Peak District Information Website
|Macclesfield Forest was once the centre of a Royal Forest created by the Norman conquerors for the purpose of hunting game such as deer, wild boar and wolves. This particular forest stretched from the modern Disley down to the River Dane, and was the preserve of the Earls of Chester. This has always been an isolated and sparsely populated area, and it still is. The parish register records many instances where people have died on the moors and their bodies have not been found for weeks.|
An unusual tradition has survived here - that of 'rush-bearing'. In this ancient ceremony, which is performed every August (on the 12th or the nearest Sunday), rushes are taken and strewn across the floor of the church. The ceremony harks back to the times when carpets were rare and rushes were the usual floor-covering. Though Macclesfield Forest is the only place where the tradition survives, it is known to have been performed at Chapel-en-le-Frith, Glossop, Peak Forest, Whitwell and Ashover.
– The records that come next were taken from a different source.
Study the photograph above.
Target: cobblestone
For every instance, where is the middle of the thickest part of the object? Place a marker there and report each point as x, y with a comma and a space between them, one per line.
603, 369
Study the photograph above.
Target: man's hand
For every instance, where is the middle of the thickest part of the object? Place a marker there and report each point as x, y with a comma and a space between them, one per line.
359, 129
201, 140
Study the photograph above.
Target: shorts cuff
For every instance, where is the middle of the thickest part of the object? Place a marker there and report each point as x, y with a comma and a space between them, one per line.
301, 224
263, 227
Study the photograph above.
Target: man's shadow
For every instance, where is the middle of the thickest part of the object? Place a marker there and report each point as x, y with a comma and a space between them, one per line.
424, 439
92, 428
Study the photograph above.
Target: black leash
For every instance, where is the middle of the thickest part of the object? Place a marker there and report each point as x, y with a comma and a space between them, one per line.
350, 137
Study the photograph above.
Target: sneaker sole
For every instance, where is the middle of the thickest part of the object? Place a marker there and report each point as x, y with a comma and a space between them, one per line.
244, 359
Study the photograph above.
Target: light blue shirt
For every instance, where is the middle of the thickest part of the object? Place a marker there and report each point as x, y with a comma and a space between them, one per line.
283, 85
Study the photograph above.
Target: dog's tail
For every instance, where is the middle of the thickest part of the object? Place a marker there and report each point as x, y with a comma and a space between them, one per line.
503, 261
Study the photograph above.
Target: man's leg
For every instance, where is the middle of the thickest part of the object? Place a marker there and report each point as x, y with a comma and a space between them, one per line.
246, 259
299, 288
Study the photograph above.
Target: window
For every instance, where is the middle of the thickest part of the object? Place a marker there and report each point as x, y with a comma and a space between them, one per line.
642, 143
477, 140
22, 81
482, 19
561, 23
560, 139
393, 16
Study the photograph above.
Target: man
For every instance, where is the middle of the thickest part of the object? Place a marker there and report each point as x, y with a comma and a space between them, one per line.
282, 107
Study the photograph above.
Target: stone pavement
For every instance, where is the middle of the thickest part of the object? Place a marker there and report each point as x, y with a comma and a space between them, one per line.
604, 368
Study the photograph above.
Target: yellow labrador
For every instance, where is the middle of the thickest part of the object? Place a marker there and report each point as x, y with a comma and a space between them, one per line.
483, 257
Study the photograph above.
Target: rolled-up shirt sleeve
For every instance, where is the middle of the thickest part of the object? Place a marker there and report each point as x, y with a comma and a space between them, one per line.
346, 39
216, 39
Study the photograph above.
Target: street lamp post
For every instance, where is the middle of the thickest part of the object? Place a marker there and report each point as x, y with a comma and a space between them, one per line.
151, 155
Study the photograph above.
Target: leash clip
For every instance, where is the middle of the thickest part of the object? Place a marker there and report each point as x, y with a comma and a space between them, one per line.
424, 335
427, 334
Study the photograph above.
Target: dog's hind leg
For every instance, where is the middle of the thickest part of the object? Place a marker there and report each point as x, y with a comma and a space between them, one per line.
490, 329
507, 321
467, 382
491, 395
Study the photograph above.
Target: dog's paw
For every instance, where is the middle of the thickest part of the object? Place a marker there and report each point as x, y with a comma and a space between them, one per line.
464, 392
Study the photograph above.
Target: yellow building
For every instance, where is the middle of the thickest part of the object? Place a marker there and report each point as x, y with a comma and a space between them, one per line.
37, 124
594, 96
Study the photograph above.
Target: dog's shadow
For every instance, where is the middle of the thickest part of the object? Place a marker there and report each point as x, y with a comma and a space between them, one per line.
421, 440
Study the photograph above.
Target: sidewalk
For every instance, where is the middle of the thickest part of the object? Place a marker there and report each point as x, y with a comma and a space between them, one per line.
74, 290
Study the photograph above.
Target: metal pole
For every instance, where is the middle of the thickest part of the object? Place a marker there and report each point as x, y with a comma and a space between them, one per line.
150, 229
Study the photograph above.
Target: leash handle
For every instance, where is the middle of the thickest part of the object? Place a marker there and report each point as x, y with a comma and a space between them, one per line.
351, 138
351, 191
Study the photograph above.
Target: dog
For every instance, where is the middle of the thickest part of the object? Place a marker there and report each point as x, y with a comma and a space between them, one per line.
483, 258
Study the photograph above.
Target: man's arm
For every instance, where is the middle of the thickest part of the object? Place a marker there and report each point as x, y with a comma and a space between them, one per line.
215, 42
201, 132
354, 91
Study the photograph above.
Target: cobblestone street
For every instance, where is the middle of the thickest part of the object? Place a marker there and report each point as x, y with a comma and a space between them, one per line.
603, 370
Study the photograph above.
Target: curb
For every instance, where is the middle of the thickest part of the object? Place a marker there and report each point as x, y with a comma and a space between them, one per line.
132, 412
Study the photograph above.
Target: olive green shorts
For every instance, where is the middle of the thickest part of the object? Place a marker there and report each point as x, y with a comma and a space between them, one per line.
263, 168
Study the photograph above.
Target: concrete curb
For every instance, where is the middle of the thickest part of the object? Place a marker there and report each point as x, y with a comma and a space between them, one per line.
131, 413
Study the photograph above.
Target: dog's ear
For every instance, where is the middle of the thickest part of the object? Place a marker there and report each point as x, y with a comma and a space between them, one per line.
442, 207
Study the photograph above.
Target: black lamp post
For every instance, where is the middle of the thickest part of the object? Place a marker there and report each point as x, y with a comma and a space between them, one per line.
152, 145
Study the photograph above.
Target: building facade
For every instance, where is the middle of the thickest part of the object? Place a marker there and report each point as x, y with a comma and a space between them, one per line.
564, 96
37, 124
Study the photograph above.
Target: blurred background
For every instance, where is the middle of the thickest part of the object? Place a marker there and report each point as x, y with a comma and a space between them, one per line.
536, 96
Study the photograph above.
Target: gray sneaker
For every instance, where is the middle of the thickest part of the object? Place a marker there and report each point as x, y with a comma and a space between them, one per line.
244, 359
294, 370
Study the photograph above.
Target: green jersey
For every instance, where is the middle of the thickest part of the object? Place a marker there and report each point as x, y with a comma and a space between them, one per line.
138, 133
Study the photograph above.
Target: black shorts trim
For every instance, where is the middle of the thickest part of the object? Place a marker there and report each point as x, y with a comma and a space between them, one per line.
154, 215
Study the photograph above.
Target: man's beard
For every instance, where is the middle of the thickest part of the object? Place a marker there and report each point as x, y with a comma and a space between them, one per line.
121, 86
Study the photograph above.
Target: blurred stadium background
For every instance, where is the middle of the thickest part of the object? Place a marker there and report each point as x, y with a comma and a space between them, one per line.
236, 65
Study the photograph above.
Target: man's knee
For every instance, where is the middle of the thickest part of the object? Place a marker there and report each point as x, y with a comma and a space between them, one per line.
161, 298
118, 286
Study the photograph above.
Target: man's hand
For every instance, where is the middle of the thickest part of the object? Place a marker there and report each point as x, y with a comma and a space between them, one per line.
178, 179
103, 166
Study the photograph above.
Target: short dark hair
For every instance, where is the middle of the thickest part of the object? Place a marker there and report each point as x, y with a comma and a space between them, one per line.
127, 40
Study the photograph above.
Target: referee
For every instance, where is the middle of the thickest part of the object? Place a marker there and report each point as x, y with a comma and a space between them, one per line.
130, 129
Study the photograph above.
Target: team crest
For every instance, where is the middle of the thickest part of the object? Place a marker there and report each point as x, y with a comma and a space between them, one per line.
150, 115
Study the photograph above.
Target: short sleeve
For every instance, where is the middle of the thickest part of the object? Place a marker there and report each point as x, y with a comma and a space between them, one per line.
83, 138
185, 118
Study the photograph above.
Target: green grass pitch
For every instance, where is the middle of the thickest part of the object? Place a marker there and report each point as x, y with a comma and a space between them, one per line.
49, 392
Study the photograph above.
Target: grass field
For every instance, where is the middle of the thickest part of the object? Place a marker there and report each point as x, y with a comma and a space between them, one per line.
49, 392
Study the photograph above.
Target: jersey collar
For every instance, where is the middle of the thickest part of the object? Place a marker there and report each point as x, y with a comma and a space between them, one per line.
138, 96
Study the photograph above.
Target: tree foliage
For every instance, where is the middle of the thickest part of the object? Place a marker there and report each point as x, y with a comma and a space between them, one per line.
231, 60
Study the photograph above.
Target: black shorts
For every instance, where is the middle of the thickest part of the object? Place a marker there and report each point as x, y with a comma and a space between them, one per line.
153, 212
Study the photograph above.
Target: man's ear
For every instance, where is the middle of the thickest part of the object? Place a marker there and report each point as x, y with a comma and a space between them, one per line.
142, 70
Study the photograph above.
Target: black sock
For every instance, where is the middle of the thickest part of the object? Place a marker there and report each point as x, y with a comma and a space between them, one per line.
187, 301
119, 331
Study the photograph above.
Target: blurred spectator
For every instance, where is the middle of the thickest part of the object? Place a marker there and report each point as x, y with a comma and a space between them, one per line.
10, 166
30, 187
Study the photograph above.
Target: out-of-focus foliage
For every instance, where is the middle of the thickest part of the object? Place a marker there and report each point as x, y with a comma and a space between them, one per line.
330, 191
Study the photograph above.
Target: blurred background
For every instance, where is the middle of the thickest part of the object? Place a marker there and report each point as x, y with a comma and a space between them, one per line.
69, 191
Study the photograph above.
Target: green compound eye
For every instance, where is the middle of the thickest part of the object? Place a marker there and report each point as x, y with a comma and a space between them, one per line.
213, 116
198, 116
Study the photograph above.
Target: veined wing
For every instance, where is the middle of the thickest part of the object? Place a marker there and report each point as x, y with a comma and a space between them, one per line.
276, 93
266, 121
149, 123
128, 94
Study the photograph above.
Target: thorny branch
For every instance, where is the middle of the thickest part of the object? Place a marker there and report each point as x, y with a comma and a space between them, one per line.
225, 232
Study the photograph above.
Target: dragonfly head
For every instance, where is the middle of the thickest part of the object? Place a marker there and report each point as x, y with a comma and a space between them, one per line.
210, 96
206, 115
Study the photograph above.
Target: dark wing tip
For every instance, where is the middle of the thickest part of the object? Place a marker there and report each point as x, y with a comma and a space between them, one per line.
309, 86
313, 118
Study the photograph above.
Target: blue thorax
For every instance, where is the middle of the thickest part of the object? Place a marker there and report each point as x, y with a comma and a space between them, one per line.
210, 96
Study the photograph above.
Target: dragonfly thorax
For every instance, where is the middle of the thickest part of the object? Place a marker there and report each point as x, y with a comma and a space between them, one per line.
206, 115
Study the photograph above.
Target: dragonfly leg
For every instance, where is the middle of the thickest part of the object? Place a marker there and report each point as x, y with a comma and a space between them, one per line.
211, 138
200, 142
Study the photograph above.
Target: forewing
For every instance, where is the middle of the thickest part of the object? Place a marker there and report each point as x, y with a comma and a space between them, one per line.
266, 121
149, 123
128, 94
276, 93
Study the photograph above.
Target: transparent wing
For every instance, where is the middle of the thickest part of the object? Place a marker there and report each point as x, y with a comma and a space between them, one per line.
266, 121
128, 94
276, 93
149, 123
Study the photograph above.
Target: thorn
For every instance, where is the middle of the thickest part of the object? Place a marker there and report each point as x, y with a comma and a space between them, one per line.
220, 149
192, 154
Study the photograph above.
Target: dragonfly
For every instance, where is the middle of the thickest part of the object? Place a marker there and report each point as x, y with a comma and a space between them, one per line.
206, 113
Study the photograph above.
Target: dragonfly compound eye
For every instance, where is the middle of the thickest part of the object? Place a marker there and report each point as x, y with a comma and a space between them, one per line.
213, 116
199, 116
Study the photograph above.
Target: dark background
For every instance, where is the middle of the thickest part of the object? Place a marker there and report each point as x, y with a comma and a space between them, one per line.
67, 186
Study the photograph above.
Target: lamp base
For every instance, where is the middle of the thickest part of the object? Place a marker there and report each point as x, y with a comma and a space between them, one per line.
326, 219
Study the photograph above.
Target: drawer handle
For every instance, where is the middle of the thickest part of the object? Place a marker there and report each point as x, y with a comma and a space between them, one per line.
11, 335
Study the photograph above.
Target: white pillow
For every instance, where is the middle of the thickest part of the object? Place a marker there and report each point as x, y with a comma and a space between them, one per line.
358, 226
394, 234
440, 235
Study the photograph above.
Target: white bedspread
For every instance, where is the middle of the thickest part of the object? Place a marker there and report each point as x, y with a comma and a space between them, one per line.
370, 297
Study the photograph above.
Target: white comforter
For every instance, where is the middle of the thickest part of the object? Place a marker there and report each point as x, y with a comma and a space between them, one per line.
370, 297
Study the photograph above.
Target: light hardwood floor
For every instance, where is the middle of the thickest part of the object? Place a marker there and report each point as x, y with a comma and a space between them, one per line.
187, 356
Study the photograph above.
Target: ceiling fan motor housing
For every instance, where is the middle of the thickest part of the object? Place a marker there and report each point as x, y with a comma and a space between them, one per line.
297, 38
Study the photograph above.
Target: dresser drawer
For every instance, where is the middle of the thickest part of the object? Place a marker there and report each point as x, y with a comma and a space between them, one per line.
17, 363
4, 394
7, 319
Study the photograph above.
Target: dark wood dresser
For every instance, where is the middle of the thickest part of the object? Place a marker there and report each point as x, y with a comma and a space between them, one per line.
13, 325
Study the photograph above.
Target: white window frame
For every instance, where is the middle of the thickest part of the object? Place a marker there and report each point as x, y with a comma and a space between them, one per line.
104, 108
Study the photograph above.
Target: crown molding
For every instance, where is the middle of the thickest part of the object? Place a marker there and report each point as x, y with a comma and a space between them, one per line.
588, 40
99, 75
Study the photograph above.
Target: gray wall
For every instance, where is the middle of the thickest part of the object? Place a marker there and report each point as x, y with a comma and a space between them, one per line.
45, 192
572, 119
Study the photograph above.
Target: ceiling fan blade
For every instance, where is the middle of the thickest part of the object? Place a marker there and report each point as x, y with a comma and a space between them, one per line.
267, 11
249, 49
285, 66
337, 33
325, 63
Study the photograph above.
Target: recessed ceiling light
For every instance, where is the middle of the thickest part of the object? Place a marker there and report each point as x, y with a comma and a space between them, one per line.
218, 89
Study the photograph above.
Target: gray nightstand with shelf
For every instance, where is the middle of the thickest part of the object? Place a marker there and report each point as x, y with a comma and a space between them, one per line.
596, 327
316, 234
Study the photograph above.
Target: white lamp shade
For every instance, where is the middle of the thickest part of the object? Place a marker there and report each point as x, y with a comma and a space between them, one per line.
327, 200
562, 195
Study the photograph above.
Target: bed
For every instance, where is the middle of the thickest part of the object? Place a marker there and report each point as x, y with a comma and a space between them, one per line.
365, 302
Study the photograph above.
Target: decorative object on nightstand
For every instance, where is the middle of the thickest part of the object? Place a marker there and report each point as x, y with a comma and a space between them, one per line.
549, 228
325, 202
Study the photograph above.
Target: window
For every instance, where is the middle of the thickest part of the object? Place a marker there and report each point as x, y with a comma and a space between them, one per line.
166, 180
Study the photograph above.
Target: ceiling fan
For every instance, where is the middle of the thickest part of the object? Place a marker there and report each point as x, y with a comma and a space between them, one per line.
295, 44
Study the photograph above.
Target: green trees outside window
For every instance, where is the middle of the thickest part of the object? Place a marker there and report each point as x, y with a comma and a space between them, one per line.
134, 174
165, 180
Below Forest Chapel is a pub called the Stanley Arms at the quaintly named 'Bottom of the Oven' - a reference to Oven Lane, which crosses Clough Brook here and starts to climb up again to the Cat and Fiddle. The Cat and Fiddle Inn was built in 1830, not long after the construction of the turnpike road which replaced Oven Lane, and is in a superb situation. On a good day the views from here and the nearby hill of Shining Tor stretch right across the Cheshire plain to North Wales.